The 34-year-old right-hander was scheduled to throw 55 pitches or three innings, and wound up throwing 36 of 49 pitches for strikes.
Colon allowed one run on four hits over three innings. He struck out two and didn't issue any walks.
Barring any unforeseen circumstances, Colon should make his next rehab start Thursday at Buffalo.
Norfolk scored its run in the second inning when Mike Costanzo singled with one out, advanced to second base on Omir Santos' grounder to first, and came home on Brandon Fahey's line single to right field.
"I think he was trying to command his fastball early," Johnson said. "But he was a little bit elevated and he gave up a few hits."
Colon, who topped out at 97 mph on the McCoy Stadium radar gun, worked his way out of a first-inning jam.
Elder Torres flared a one-out, opposite-field single to left and advanced to second on Luis Ferriero's lined single to right.
Oscar Salazar followed with a hard grounder wide of third that Keith Ginter turned into a forceout at second.
Colon then struck out Scott Moore on a fastball that registered 94 on the radar gun.
He retired the side in order in the third on only nine pitches.
Torres flied out to left field, Ferreiro grounded out to short and Salazar bounced out to second.

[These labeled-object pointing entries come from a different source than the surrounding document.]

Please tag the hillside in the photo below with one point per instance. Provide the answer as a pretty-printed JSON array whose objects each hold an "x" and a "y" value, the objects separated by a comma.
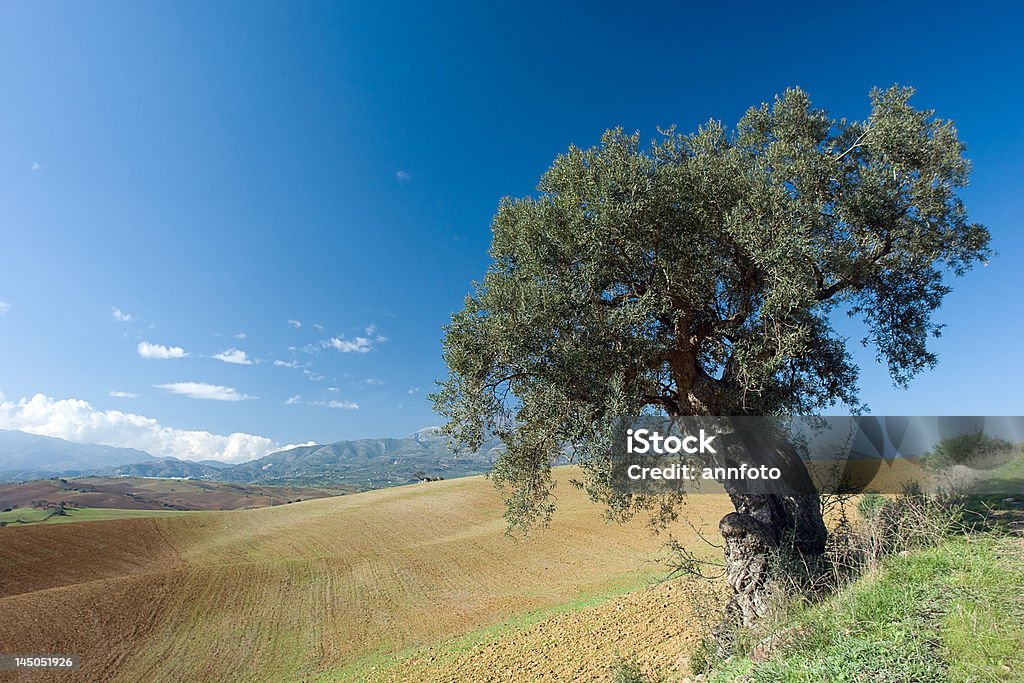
[
  {"x": 143, "y": 494},
  {"x": 353, "y": 465},
  {"x": 367, "y": 464},
  {"x": 322, "y": 588},
  {"x": 25, "y": 456}
]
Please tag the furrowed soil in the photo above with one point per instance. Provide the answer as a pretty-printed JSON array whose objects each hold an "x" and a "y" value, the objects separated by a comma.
[{"x": 414, "y": 583}]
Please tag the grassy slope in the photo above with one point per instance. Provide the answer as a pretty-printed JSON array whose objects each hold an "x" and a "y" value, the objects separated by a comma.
[
  {"x": 306, "y": 590},
  {"x": 24, "y": 516},
  {"x": 954, "y": 612}
]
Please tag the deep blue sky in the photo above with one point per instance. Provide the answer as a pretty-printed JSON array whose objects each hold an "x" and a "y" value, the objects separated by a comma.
[{"x": 212, "y": 169}]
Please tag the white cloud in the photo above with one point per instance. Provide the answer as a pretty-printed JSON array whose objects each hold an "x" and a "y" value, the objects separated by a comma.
[
  {"x": 204, "y": 391},
  {"x": 235, "y": 356},
  {"x": 341, "y": 404},
  {"x": 337, "y": 404},
  {"x": 120, "y": 315},
  {"x": 354, "y": 345},
  {"x": 159, "y": 351},
  {"x": 76, "y": 420}
]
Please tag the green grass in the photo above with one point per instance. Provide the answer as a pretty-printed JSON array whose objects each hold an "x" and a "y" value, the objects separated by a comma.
[
  {"x": 954, "y": 612},
  {"x": 24, "y": 516}
]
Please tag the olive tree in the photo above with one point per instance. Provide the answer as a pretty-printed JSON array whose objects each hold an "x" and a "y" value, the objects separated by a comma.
[{"x": 700, "y": 275}]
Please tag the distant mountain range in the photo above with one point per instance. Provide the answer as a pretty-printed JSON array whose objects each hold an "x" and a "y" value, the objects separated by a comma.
[{"x": 361, "y": 464}]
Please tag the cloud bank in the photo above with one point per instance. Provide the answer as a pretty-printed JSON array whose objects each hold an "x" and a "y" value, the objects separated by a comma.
[
  {"x": 204, "y": 391},
  {"x": 160, "y": 352},
  {"x": 76, "y": 420},
  {"x": 235, "y": 356}
]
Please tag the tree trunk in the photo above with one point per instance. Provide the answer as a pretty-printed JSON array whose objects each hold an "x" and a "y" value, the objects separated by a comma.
[{"x": 769, "y": 531}]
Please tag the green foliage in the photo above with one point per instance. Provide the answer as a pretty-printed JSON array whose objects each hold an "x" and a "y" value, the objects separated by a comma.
[
  {"x": 869, "y": 506},
  {"x": 952, "y": 612},
  {"x": 698, "y": 276},
  {"x": 967, "y": 449}
]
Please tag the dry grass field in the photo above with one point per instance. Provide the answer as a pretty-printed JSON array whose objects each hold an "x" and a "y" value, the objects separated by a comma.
[{"x": 414, "y": 583}]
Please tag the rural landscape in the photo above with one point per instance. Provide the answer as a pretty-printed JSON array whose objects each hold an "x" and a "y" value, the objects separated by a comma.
[{"x": 357, "y": 342}]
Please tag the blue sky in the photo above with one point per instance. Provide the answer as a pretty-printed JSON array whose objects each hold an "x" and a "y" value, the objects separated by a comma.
[{"x": 214, "y": 170}]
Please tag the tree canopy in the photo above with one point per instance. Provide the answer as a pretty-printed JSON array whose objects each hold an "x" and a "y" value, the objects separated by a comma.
[{"x": 700, "y": 275}]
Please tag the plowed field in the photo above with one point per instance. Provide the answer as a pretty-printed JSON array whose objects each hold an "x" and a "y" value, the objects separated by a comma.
[{"x": 338, "y": 589}]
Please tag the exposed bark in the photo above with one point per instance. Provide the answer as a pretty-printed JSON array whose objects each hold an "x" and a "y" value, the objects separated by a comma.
[{"x": 768, "y": 530}]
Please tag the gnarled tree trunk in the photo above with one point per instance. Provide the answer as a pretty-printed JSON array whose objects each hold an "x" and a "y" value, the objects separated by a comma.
[{"x": 769, "y": 529}]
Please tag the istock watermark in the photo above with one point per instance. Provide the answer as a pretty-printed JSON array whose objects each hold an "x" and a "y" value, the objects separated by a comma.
[{"x": 792, "y": 456}]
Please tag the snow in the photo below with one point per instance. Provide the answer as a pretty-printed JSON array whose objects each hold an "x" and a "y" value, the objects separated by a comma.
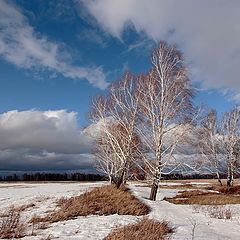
[{"x": 181, "y": 217}]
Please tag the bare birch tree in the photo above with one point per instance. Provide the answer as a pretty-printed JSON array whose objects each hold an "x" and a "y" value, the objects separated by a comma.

"The third inning was really, really good and he looked like he was just starting to roll," Johnson said. "But that's all we were going to give him for tonight."
Johnson felt Colon used all four of his pitches and each had movement.
"He threw his slider, fastball, two-seamer and changeup," Johnson said, "and his stuff was moving all over the place. He threw some changeups early in the ballgame."
In two starts for the PawSox, Colon is 1-0 with a 1.13 ERA, one walk and seven strikeouts.
"The biggest thing is he just went down to Florida [on May 5 for an extended spring training appearance against Baltimore] and threw two innings and 35 pitches," Johnson said. "We were able to get him close to 50 [pitches].
"He felt good afterwards. He didn't have any problems and that was the key to the whole thing."
First baseman Sean Casey, who completed a two-game rehab stint because of a right hip strain, also was impressed with Colon.
"I think Bartolo looked great," Casey said. "It would be a big plus if he could keep doing that stuff. I looked up a couple of times [at the radar gun board] and saw 97, 95. If he's doing that stuff, it's going to play in the big leagues."